26th November 2018


How to naturally dye your Christmas table linen

Why not use mother nature to enliven your Christmas table linen this year?  Yes, it’s truly possible to naturally dye your fabric using festive fruits, vegetables and plants getting fantastic results. To help Kirstie indulge in some colour alchemy, Lucy Rowan showed her how, using the parts of food that you would normally throw away. 

What you need:

Access to a hob


Rubber gloves

2 large pots


Muslin bags

100% plain cotton napkins

Clothes rail for drying 


Apple Cider Vinegar

Clean avocados skins and stones  (4 approx)


Table Cloth

Gold Rope 




Metal colander or steamer


The Process for the avocado napkins:

Pop the avocado stones and skins into a muslin bag. Make sure the skins are completely clean with no green flesh left. You can use fresh or stockpile in the freezer.

Tie the top of the muslin bag into a knot, then place it in a bowl of hot, simmering water. Gently simmer for about an hour. Gradually, you should start to see the colour of the water changing to a lovely blush pink colour.

Top tip: It’s essential that you don’t let the water boil otherwise your dye will turn out the wrong colour.
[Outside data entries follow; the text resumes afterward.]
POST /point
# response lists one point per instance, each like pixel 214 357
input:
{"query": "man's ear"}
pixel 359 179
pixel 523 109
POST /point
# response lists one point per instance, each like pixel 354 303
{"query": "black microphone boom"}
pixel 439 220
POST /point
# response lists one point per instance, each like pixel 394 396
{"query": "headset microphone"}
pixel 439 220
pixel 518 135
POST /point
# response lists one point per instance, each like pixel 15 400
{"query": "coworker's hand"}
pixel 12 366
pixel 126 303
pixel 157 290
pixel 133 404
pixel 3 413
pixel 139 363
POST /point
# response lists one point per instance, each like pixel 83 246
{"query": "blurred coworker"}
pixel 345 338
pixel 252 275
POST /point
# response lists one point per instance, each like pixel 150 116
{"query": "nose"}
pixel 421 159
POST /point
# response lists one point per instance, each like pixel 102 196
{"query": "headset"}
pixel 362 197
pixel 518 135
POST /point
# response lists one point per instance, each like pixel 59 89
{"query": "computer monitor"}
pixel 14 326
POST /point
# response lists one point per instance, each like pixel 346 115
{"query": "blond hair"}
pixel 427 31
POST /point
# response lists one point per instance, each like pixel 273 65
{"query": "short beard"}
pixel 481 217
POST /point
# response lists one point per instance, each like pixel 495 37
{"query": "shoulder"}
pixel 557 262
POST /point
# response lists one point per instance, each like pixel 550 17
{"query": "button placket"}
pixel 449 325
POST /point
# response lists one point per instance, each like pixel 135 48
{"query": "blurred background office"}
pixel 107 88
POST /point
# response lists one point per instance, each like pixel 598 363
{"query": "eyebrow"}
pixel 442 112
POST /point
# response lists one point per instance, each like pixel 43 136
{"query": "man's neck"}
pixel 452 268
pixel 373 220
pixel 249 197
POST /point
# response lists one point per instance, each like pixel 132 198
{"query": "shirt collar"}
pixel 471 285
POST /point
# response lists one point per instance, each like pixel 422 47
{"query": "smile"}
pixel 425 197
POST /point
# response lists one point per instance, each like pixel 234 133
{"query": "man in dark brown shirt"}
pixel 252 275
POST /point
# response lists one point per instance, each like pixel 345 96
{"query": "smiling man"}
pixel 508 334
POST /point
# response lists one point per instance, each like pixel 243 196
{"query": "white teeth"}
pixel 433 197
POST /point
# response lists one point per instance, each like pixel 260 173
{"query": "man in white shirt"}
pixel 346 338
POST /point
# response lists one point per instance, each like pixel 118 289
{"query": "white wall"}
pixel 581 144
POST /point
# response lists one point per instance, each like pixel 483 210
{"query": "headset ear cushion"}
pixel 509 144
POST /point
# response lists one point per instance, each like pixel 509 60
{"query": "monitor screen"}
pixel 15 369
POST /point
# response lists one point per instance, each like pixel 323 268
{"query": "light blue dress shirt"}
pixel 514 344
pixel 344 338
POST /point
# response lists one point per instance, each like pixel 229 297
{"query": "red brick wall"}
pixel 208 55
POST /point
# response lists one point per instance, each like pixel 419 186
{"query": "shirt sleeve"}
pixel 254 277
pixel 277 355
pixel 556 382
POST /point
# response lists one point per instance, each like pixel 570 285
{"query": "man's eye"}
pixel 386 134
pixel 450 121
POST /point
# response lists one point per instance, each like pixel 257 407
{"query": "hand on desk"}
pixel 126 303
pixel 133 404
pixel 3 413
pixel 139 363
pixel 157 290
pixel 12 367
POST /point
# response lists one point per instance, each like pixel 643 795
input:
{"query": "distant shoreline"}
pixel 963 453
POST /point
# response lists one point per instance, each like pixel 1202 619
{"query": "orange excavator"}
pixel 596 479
Then place your cotton napkins into the bowl and within a few minutes or so, the dye should start to take to the fabric, changing its colour.

To get the best colour from your natural avocado dye, take off the heat and leave your napkin/s to soak in the mixture for up to 24 hours approx.

Allow time for the napkins to dry on a drying rail and add your handmade napkin rings to finish.

The process for the eucalyptus napkins:

When dyeing fabric naturally, the results will vary depending on whether the fabric you use has been mordanted. A mordant is a substance which helps the dye combine with textile fibres, enabling the dye to become firmly fixed in the fibre. It also helps create a richer colour. Here, Lucy pre-washed her napkins in the washing machine to get rid of any chemicals before soaking them in soya milk for a few hours to mordant them. Then rinse them and dry before repeating the whole process again.

Spray your cotton napkin with apple cider vinegar. The vinegar will help to draw the colour from the eucalyptus to the fabric.

Then place some eucalyptus leaves onto the napkin in a pattern of your choice. Ensure the leaves don’t move out of place when you are folding.

Once you’re happy with your pattern, spray with some more apply cider vinegar.

Now fold your napkin and roll it up tightly. Tie it securely with string.

Then place your little bundles in a metal colander over a pot of boiling water with the lid over it to steam them, turning every 15 minutes for an hour.

To get the best colour from your natural eucalyptus dye, take off the heat and leave your napkin packages to soak in the mixture for up to 24 hours approx.

Then allow time for the napkins to dry and to finish off place your handmade napkin rings around them.

The process to make the napkin rings:

Twist the gold rope to make a figure of eight knot.

Finish off by bringing the two ends of the rope back together. Secure the ends by taking a thinner piece of cord and tying a simple shoelace knot around them.